Help with the Tight Binding model

VortexLattice · Apr 30, 2013

Hi everyone, I'm trying to fit the Tight Binding molecule for a more complicated system, so I'm first trying to understand it for a simpler one, graphene. I've read several guides but they're all confusing me.

Right now, I'm trying to understand the graphene example on this site. My biggest confusion seems to be about how since graphene is a honeycomb lattice, it has two sublattices, or, two atoms per unit cell (as does my more complicated system, so I need to understand this well).

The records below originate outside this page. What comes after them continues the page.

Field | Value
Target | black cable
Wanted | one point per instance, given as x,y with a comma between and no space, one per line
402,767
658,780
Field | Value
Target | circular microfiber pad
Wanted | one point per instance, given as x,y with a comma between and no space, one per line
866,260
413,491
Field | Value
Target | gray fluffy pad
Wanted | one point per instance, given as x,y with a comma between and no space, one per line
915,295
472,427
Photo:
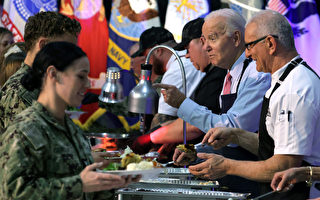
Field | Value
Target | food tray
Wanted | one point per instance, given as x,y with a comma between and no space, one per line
177,183
181,193
181,173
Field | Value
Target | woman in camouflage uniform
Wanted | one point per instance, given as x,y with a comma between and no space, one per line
43,154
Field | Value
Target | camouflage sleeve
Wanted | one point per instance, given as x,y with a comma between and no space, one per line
10,106
104,195
23,173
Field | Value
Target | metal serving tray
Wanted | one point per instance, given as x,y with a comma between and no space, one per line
177,193
181,173
176,183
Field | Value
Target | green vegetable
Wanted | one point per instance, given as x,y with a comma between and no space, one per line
112,166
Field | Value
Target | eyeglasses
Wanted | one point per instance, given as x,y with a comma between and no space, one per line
250,45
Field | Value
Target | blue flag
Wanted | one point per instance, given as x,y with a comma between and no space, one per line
16,12
304,19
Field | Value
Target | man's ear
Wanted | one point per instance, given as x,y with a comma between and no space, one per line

The guide says that each carbon atom has one ##2p_z## valence orbital, so the ##\phi_{2p_{z1}}## orbital is centered at one of the atoms in the primitive cell and ##\phi_{2p_{z2}}## is centered at the other. The primitive lattice vectors are ##\vec a_1## and ##\vec a_2##.

So, going over every primitive cell in the lattice (though of course we're going to cut it off at nearest neighbors), the total wave function is:

##\psi_{\vec{k}}\left(\vec{r}\right)=\frac{1}{\sqrt{N}}\sum\limits_{h,j}e^{i\left(h\vec{k}\cdot\vec{a}_1 + j\vec{k}\cdot\vec{a}_2\right)} \left( c_1\phi_{\text{2p}_{z1}}\left(\vec{r}-h\vec{a}_1-j\vec{a}_2\right) + c_2 \phi_{\text{2p}_{z2}}\left(\vec{r}-h\vec{a}_1-j\vec{a}_2\right) \right)
##

I don't understand why we do this, though. I understand that this isn't a real Bravais lattice, it's a lattice with a basis, but why does that matter if the atoms are all the same and we're just going to look at a few nearest neighbors?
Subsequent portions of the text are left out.